# UFO Sightings Analysis

This notebook analyzes the UFO sightings dataset and creates visualizations to understand patterns in the data.

## Setup and Data Loading

In [None]:
import pandas as pd
import numpy as np
import matplotlib.pyplot as plt
import folium
from folium import plugins
from pathlib import Path

# Set plotting style
plt.style.use('default')
plt.rcParams['figure.figsize'] = [12, 6]
plt.rcParams['figure.dpi'] = 100

In [None]:
# Load the dataset with proper handling of problematic rows
data_path = Path('../data/raw/complete.csv')
df = pd.read_csv(data_path, 
                 escapechar='\\',
                 quotechar='"',
                 doublequote=True,
                 encoding='utf-8',
                 on_bad_lines='warn',
                 low_memory=False)

# Display basic information about the dataset
print("Dataset Shape:", df.shape)
print("\nColumns:", df.columns.tolist())
print("\nMissing Values:")
print(df.isnull().sum())

## Data Preprocessing

Let's clean up the data and prepare it for analysis:

In [None]:
# Convert datetime and ensure numeric coordinates
df['datetime'] = pd.to_datetime(df['datetime'])
df['latitude'] = pd.to_numeric(df['latitude'], errors='coerce')
df['longitude'] = pd.to_numeric(df['longitude'], errors='coerce')

# Remove rows with invalid coordinates
df_clean = df.dropna(subset=['latitude', 'longitude'])

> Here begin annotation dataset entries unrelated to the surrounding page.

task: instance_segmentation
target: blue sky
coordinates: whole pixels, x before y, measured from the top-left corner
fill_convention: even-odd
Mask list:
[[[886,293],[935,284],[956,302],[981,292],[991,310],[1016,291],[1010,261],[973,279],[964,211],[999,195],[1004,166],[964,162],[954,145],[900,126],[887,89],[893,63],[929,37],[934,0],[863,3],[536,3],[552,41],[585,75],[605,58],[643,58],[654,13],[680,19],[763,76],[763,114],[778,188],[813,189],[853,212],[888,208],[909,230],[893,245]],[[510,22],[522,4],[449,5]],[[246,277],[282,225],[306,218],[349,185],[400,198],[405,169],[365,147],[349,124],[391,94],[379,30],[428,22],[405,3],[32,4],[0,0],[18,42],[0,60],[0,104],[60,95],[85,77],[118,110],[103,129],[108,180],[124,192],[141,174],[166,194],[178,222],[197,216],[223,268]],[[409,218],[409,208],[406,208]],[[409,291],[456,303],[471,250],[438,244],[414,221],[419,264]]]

print("Original dataset size:", len(df))
print("Clean dataset size:", len(df_clean))
print("Removed rows:", len(df) - len(df_clean))

## Interactive Map of UFO Sightings

Create a heatmap showing the concentration of UFO sightings across the globe:

In [None]:
# Create base map centered on US
m = folium.Map(location=[37.0902, -95.7129], 
               zoom_start=4,
               tiles='CartoDB positron')

# Add heatmap layer
locations = df_clean[['latitude', 'longitude']].values.tolist()
plugins.HeatMap(locations, 
                radius=8,
                blur=5,
                gradient={0.4: 'blue', 0.65: 'lime', 1: 'red'}).add_to(m)

# Display the map
m

## Temporal Analysis

Let's analyze how UFO sightings have changed over time:

In [None]:
# Create yearly trend plot
yearly_sightings = df_clean.groupby(df_clean['datetime'].dt.year).size()

plt.figure(figsize=(15, 6))
yearly_sightings.plot(kind='line', marker='o')
plt.title('UFO Sightings by Year')
plt.xlabel('Year')
plt.ylabel('Number of Sightings')
plt.grid(True)
plt.show()

print("\nSightings by Decade:")
decade_sightings = df_clean.groupby((df_clean['datetime'].dt.year // 10) * 10).size()
print(decade_sightings)

## Geographic Distribution

Analyze where UFO sightings occur most frequently:

In [None]:
# Top states for UFO sightings (US only)
us_sightings = df_clean[df_clean['country'] == 'us']
state_counts = us_sightings['state'].value_counts().head(15)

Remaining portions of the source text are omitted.